Sunday, February 17, 2008

Random thoughts from Friday's class

  • The vowels with the different accent marks, like 'é', 'è', 'ê', and 'e', are still pretty much an undifferentiated mass for me. When they're pronounced in words individually, or in isolation, I can hear the differences, and I might even be able to imitate them. But when I'm trying to produce words and sentences with these different vowels, I don't think I'm paying any attention at all to the distinction. There's no time to process these distinctions, and since I don't know the words by sound yet as much as I have been learning to read and write them, there's a transliteration going on, 'remembering' orthographic practices as a way into speaking, a trans-modal exercise which feels like it's taking too much mental energy to worry about.
  • Relatedly, though, I think I'm starting to hear liaison in familiar words, short common combinations like "vous êtes," with the final "s" of "vous" pronounced as /z/. I remember when I first started and learned that the final "s" of this word, like others, is not pronounced when the word is said in isolation, I wanted to say something like /vu et/ instead of /vuzet/
  • It's really interesting in class to hear the French of others who are already Spanish speakers. There are so many crossovers between the two Romance languages. And it's interesting, that I've been assuming that when I hear Spanish words in class, that's because the person is a native speaker of Spanish. But it might just as easily be the case that they have learned or are learning Spanish as a foreign language and, in a pinch when they have to produce in front of the teacher and other students in a limited amount of time, they're just saying whatever comes out that means what it needs to mean without regard to what language it is. I've caught myself wanting to respond to the teacher and other students in Korean a few times. Does this mean that Korean for me hasn't really been internalized, that it's still hanging out in the 'foreign language box' in my mind?
  • It's been a little difficult to know how I should interact in class. I find myself wanting to speak up, to make jokes, to try things out in class quite a bit, but restrain myself because I don't see the others doing this so much. I'm aware of myself as an 'older' learner (!) in this class, and as a male too. I think there are only three other guys, and they don't seem to speak up that much either. This is the case as much in whole-class discussions as it is in small group interactions.
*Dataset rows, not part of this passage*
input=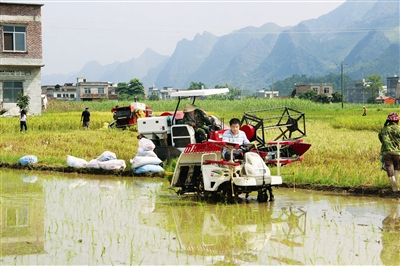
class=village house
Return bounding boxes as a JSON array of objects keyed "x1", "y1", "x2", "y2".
[
  {"x1": 295, "y1": 83, "x2": 333, "y2": 97},
  {"x1": 41, "y1": 83, "x2": 76, "y2": 101},
  {"x1": 75, "y1": 77, "x2": 118, "y2": 102},
  {"x1": 0, "y1": 2, "x2": 44, "y2": 115}
]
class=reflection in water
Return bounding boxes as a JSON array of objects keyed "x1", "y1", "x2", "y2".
[
  {"x1": 381, "y1": 204, "x2": 400, "y2": 265},
  {"x1": 0, "y1": 169, "x2": 399, "y2": 265},
  {"x1": 1, "y1": 173, "x2": 44, "y2": 257}
]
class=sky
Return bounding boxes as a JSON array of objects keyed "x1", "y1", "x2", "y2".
[{"x1": 7, "y1": 0, "x2": 345, "y2": 76}]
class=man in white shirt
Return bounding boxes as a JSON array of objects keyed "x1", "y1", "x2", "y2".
[{"x1": 222, "y1": 118, "x2": 250, "y2": 160}]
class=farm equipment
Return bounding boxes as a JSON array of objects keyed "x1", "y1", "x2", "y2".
[
  {"x1": 240, "y1": 107, "x2": 311, "y2": 165},
  {"x1": 137, "y1": 88, "x2": 229, "y2": 162},
  {"x1": 170, "y1": 140, "x2": 282, "y2": 203},
  {"x1": 109, "y1": 102, "x2": 152, "y2": 129}
]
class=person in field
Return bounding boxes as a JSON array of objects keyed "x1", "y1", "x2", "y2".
[
  {"x1": 378, "y1": 112, "x2": 400, "y2": 192},
  {"x1": 20, "y1": 109, "x2": 28, "y2": 133},
  {"x1": 182, "y1": 103, "x2": 212, "y2": 143},
  {"x1": 222, "y1": 118, "x2": 250, "y2": 161},
  {"x1": 81, "y1": 107, "x2": 90, "y2": 129}
]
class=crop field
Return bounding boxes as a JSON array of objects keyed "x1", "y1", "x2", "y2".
[{"x1": 0, "y1": 98, "x2": 397, "y2": 188}]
And I realize that I better 'level up' on my fluency in pop culture stuff like Carebears and Family Guy, the stuff of the references made in the class. Having taught before (and teaching now) I can empathize quite a bit with the teacher, negotiating meaning, trying to encourage interaction in the classroom, and trying to catch up with all the cultural references that students do make when they speak up...is she more of a 'mother' in the classroom for me, and more of a 'grandmother' for the other students?
  • Why does de + le = du? Why not "de" And all the other 'crazy' assimilations that happen with "aux" etc.